Biz geçtiğimiz haftayı dinozorların dünyasında geçirdik. Milyonlarca yıl geriye gittik ve onların izini sürdük. Tahmin edebileceğiniz gibi heyecan vericiydi.
Ayak izlerini takip ederek başladık dinozorların dünyasını keşfetmeye. Gerçekten kocamandı bulduğumuz izler. Çocuklar ayaklarını yan yana getirdiklerinde ancak doldurabildiler içini.
Ardından farklı dinozor türlerini tanıdık. Hepsinin değişik özellikleri vardı. Kimisi otla besleniyordu, kimisi etle. Kimisinin vücut ısılarını düşürmek için sırtlarında kalkanları vardı. Kimisinin boynuzları... Ama hepsinin ismi tuhaftı.
Dinozorların yumurtladıklarını öğrendiğimizde bu defa yumurtaları incelemeye başladık.
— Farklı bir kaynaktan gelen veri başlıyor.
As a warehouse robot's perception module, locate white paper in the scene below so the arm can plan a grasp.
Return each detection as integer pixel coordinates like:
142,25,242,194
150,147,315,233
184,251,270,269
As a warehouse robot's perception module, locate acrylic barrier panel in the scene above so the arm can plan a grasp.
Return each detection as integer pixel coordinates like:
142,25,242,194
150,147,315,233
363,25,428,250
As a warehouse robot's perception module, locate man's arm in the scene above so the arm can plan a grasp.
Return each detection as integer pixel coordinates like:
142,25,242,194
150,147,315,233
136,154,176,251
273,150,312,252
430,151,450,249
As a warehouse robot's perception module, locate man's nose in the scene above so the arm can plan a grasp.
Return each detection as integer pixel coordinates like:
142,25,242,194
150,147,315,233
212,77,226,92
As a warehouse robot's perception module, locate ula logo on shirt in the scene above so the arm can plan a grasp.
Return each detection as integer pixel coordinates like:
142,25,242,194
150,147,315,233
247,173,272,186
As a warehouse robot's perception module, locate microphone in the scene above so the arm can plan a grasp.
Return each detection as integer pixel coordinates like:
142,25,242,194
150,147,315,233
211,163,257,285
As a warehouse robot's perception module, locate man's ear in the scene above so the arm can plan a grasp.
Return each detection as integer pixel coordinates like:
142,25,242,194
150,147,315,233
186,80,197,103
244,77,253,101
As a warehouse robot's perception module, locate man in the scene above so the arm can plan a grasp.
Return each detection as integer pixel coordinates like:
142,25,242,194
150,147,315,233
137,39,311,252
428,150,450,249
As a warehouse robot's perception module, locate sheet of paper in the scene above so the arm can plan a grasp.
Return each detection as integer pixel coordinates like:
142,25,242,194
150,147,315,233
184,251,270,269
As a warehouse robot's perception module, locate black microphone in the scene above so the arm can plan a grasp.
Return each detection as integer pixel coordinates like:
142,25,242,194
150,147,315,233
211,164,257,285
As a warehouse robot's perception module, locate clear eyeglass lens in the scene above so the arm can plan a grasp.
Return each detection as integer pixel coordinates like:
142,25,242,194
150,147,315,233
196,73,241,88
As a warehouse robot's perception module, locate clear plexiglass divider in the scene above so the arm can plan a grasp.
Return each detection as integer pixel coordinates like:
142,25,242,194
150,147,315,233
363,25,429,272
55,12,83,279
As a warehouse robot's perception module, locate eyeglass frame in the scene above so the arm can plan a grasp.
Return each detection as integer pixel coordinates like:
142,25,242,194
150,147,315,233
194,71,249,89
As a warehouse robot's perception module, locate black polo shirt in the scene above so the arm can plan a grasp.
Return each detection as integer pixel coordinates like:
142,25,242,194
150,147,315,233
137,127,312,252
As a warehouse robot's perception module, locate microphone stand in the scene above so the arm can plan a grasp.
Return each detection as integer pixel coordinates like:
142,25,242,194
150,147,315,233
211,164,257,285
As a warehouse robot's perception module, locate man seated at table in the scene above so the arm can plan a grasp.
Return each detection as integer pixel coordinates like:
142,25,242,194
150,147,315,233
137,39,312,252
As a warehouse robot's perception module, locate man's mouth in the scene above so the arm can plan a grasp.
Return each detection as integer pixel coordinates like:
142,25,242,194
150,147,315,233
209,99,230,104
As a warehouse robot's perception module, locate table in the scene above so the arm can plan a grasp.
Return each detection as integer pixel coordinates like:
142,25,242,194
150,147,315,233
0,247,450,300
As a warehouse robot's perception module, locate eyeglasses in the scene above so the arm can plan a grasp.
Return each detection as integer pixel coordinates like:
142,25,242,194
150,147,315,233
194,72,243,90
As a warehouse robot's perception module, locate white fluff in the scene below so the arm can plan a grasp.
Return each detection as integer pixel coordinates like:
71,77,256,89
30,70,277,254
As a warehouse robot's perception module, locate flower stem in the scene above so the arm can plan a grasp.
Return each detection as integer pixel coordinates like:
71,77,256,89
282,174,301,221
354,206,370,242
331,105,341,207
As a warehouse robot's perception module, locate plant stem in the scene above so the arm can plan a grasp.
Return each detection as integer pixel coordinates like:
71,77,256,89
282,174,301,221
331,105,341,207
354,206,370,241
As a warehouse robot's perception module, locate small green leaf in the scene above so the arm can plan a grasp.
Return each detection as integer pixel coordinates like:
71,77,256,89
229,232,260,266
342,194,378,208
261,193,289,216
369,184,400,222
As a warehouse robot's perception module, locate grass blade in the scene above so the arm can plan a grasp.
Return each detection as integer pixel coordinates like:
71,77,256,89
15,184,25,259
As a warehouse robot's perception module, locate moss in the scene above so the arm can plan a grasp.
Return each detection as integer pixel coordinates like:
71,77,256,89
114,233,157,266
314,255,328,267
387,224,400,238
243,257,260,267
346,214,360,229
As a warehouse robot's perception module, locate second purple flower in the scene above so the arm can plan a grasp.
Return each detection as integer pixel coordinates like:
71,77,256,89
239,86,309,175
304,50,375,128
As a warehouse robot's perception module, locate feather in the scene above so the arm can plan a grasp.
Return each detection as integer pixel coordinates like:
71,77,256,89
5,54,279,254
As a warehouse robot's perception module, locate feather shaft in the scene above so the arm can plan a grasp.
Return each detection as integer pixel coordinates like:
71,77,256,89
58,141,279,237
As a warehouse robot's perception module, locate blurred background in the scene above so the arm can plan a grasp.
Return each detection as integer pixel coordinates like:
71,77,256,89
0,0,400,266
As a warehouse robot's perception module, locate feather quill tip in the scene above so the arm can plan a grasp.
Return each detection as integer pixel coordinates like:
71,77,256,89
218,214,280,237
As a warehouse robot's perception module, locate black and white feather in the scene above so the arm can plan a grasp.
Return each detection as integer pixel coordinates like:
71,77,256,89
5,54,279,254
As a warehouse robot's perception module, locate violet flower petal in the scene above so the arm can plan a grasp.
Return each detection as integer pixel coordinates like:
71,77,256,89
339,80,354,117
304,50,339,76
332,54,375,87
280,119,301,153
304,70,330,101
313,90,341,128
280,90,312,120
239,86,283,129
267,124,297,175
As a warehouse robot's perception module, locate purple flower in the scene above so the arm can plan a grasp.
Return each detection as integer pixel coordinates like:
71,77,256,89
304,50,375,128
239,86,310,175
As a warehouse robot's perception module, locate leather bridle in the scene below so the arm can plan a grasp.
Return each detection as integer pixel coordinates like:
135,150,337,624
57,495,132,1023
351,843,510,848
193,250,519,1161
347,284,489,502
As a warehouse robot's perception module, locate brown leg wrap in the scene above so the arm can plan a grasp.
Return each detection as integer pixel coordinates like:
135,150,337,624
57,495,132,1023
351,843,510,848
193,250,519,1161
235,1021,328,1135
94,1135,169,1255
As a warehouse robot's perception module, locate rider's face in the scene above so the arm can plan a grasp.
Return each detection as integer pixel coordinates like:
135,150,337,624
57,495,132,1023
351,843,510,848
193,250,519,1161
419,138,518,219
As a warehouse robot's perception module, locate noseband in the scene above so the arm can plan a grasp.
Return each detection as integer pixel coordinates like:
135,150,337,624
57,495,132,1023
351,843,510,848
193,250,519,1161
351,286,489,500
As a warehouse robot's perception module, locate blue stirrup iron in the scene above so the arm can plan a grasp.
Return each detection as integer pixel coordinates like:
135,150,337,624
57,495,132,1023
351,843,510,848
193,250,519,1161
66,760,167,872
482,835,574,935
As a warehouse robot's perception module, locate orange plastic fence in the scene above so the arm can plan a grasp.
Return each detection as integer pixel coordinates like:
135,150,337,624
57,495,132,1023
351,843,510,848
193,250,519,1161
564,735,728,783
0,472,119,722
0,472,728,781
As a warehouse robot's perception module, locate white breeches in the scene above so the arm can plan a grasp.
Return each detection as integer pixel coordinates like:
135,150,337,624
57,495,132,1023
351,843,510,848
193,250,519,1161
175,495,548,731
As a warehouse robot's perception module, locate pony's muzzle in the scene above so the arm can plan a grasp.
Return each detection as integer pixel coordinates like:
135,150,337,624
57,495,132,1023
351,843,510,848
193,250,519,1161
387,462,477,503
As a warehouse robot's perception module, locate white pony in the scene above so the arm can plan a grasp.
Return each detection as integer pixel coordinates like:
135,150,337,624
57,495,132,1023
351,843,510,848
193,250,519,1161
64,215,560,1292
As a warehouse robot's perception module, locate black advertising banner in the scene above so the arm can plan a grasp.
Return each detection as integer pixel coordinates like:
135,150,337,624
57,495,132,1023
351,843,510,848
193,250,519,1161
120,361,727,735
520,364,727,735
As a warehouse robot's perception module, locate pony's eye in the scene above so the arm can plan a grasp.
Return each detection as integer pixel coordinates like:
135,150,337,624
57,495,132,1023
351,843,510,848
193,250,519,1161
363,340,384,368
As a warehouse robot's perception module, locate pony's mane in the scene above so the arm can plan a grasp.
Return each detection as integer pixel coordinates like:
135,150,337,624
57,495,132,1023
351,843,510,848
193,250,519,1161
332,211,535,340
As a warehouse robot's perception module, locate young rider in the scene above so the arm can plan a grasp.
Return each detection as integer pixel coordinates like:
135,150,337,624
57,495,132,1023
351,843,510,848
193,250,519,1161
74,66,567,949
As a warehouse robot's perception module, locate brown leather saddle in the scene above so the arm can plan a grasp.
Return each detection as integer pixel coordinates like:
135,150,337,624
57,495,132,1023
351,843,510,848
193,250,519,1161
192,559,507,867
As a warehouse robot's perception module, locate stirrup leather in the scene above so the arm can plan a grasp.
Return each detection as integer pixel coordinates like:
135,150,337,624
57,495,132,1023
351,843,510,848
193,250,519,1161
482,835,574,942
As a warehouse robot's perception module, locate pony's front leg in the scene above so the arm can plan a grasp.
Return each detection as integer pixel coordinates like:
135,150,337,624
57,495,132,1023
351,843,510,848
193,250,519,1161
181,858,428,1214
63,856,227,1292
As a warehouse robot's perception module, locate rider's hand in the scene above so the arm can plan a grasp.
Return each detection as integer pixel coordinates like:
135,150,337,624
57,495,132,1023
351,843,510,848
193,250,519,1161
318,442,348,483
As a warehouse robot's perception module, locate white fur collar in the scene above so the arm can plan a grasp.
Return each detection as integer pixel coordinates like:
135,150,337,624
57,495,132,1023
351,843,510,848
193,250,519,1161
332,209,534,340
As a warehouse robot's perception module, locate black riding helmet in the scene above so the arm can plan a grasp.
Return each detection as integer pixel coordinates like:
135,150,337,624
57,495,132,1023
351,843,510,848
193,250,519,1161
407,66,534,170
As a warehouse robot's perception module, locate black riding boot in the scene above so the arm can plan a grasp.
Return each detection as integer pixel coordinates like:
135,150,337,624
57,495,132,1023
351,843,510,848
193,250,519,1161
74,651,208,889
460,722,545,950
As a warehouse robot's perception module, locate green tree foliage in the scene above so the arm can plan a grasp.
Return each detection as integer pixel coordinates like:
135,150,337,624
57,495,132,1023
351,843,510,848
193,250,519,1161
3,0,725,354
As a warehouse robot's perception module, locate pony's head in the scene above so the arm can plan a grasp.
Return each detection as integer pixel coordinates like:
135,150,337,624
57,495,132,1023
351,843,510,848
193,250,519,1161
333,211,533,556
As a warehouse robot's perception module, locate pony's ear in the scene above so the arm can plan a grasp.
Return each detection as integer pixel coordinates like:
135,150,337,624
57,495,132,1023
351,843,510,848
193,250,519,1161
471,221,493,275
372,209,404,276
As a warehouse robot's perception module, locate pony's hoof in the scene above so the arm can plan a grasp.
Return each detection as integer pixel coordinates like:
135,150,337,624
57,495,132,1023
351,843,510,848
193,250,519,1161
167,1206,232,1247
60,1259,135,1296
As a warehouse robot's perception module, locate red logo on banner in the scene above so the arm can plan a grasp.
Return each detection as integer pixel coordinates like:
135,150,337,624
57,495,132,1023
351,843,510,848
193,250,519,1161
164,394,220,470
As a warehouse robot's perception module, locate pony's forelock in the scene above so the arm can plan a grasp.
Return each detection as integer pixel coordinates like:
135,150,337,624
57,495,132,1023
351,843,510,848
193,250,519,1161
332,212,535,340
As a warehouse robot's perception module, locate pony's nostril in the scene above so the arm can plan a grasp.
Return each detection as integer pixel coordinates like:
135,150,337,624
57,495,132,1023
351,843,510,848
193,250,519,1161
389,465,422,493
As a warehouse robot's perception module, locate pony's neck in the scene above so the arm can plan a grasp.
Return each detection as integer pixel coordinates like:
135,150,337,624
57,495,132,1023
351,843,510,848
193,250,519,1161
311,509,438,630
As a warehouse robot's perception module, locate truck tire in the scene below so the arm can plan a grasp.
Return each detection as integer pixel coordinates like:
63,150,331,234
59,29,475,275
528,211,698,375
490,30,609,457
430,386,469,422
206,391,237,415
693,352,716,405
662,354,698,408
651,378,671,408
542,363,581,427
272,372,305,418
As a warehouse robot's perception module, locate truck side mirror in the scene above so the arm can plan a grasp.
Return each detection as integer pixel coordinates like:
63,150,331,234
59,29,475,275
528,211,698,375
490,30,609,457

Bizim alışık olduğumuzdan çok daha büyüktü dinozorların yumurtaları.. Biz de dayanamadık boyadık hepsini.
Geçen yazımızda Şişli Bilim Merkezi'ne düzenlediğimiz gezimizde katıldığımız Dinozor ve Fosil Atölyesi'nden bahsetmiştik. Atölyede gerçekleştirdiğimiz kazılar çok hoşumuza gidince okulda devamını getirdik. Küçük paleontologlarımız kum havuzundaki dinozor kemiklerini bularak bir araya getirdiler.
Ve bir süre sonra baktığımız her yerde dinozorlar görmeye başladık. Elimize geçen her şeyi dinozora dönüştürmek o kadar kolay ve eğlenceliydi ki...
Geçtiğimiz hafta dinozorların dünyasında heyecan verici birkaç gün geçirdik. Onlara dair her şey bizim için ilgi çekiciydi. Şimdi sıra günümüz hayvanlarına geldi. Bu haftaki yolculuğumuzu Nuh'un Gemisi içerisinde gerçekleştiriyoruz. Yüzyıllar öncesinden gelen bu hikayeden yola çıkarak hayvanları tanıyoruz. Ve bu hikayenin en leziz kısmını hayata geçirip aşure yapıyoruz. Ama bu da bir sonraki yazımızın konusu.